Oh gez, thinking of you. Such a hard thing to do, but you know your little kitty is going to be at peace.


----------



## Ohiomom9977 (Jul 27, 2012)

His death was not calm & it was not peaceful. I'm feeling incredibly ****** right now. RIP sweet Stewart 7/1/02-5/2/13. You were so loved & will be so missed.









Sent from Petguide.com Free App


----------



## Seagodess (Dec 6, 2012)

I'm so sorry for your loss. He was a beautiful cat.


----------



## Zuca's mom (Aug 14, 2012)

I'm so sorry it did not go the way you thought it should have. I hope you can find some peace and comfort in knowing you did all you could for him. He was loved and you gave him the best home. Hugs to you.


----------



## Dallas Gold (Dec 22, 2007)

I am sorry. Remember you did this out of love. 

Sent from Petguide.com Free App


----------



## Brinkleythegolden (Jun 18, 2012)

Aww, I'm so sorry about Stewart. It's never easy.


----------



## Ohiomom9977 (Jul 27, 2012)

My husband was with our dog Bristol last year when we had to make this choice for him & he said it was very peaceful. I had a different expectation going in there. It must be different for cats. Even worse, no one I knew was working. It was a fill in vet, & a tech & receptionist that I'd never seen before. I just felt & still feel so very alone. Charlie just watched me clean his litter box & get rid of his food & stuff. I can tell he knows but just doesn't understand. 


Sent from Petguide.com Free App


----------



## Ohiomom9977 (Jul 27, 2012)

Here is a pic of our last dog Bristol & Stewart. They are now together again









Sent from Petguide.com Free App


----------



## CAROLINA MOM (May 12, 2009)

I'm so sorry for your loss of Stewart, godspeed sweet boy.


----------



## kwhit (Apr 7, 2008)

I don't know what you experienced with your cat, but one of my cat's didn't seem to pass peacefully, either. But...I know he wasn't fully aware at the time.
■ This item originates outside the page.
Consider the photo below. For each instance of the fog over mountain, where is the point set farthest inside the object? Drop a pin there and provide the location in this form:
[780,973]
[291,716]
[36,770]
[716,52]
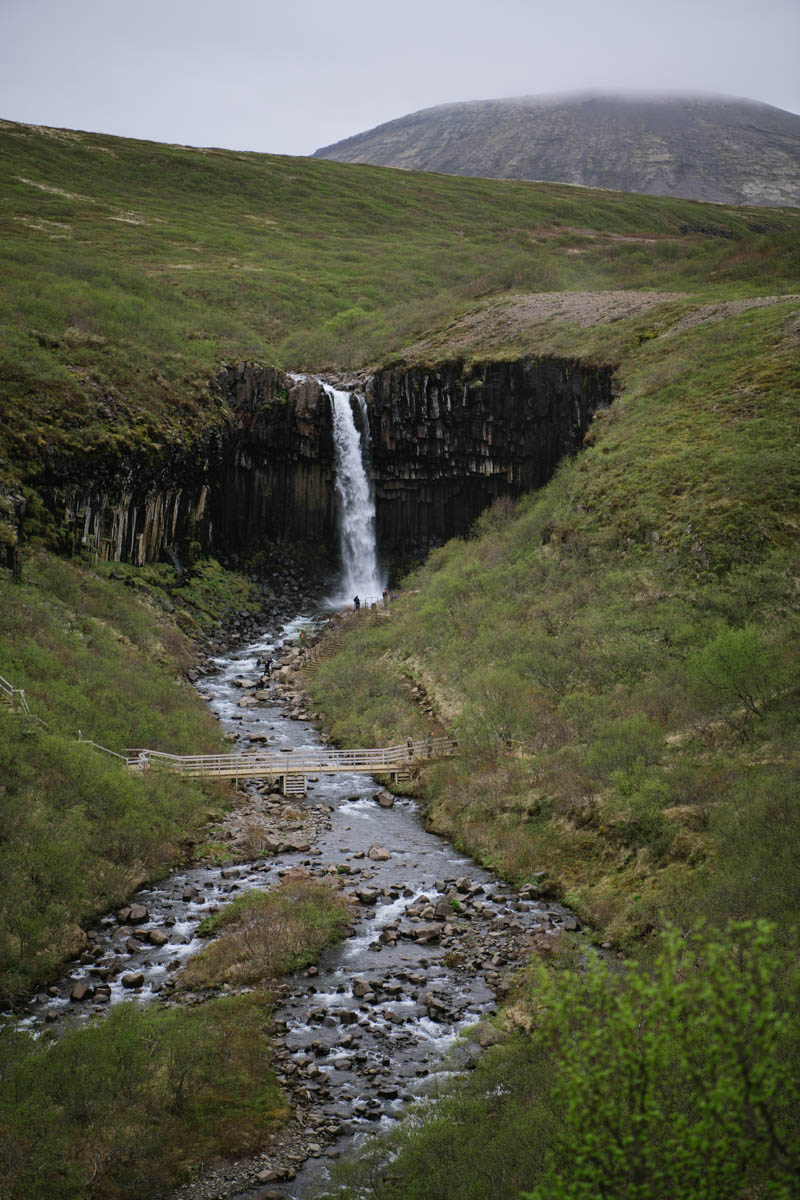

It sometimes happens that way.  It was difficult and made me very leery when I took my other cat in. He, however, had a very peaceful passing. I talked to my sister's vet, (who is a wonderful doctor), and he also said that it happens that way with some pets. But he also confirmed that they aren't aware, it just how their system reacts to the procedure. I'm so sorry for your loss of Stewart.


----------



## Mayve (Aug 21, 2012)

I'm so sorry for your loss.....I'm about to make that decision for my Cocker and it sucks monkey poo....hugs to you!


----------



## Ohiomom9977 (Jul 27, 2012)

kwhit said:


> I don't know what you experienced with your cat, but one of my cat's didn't seem to pass peacefully, either. But...I know he wasn't fully aware at the time. It sometimes happens that way.  It was difficult and made me very leery when I took my other cat in. He, however, had a very peaceful passing. I talked to my sister's vet, (who is a wonderful doctor), and he also said that it happens that way with some pets. But he also confirmed that they aren't aware, it just how their system reacts to the procedure. I'm so sorry for your loss of Stewart.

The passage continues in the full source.